Lawyers as Leaders Seminar
This course is designed to help students succeed as new entrants into the legal profession. Topics include professional leadership, law firm management, bar association service, public service, practical ethics, redefining success, and leaving a proud legacy. Classes involve prominent guest speakers and discussion supplemented with relevant readings. Grading is based on class participation, written assignments, and a professional development plan.
Thriving as Lawyers
This class, developed in collaboration with Adjunct Professor Candice Reed (UT Law ’00), who earned her Masters in Applied Positive Psychology at the University of Pennsylvania, is designed to introduce law students to the scientific principles of positive psychology, while incorporating ‘hands-on learning’ through empirically validated positive interventions, which require cognitive reasoning and physical effort, encourage habitualizing behavior, involve goal-setting, and allow for self-efficacy or autonomy.
Leadership practicum
The practicum begins with class sessions on leadership and project design, implementation, and management. Students then develop individual or group professional service projects, execute those projects, and report back on the results. Through the process, students learn basic leadership principles, project management skills, effective communication and reporting techniques, and the value of service. Students have completed projects for the Eastern Band of Cherokee Indians, the UT Center for Profitable Agriculture, McClung Museum, and other entities and organizations.
lawyering and professionalism (first year only)

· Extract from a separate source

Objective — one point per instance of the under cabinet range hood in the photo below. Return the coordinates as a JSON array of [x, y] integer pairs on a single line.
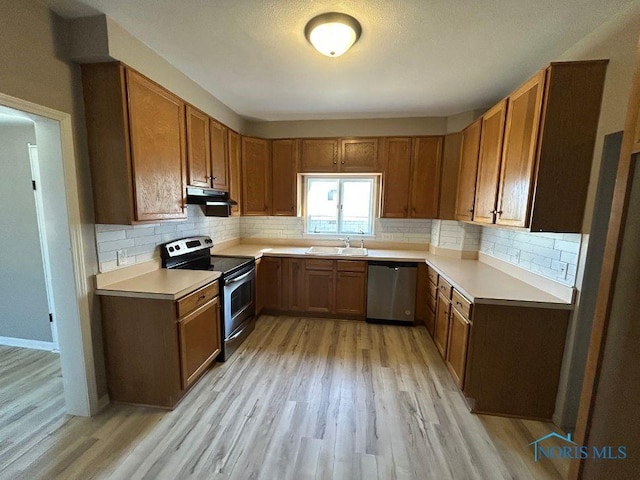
[[215, 203]]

This course exposes students to the wide range of available career paths for law graduates. Students begin to experience and understand what it means to be a lawyer through exercises, discussion, and by hearing from guest speakers. Because lawyers are constantly placed in leadership roles in all aspects of their personal and professional lives, the exploration includes an examination of the attributes of effective leaders and identifies strategies to foster development of skills underlying those attributes. The final focus of the course is on professional planning, beginning with consideration of what kind of lawyer (and person) each student is working to become, or, as is more often the case, how to design a path to figure that out. The class also explores the fundamentals of wellness, work-life balance, and positive psychology.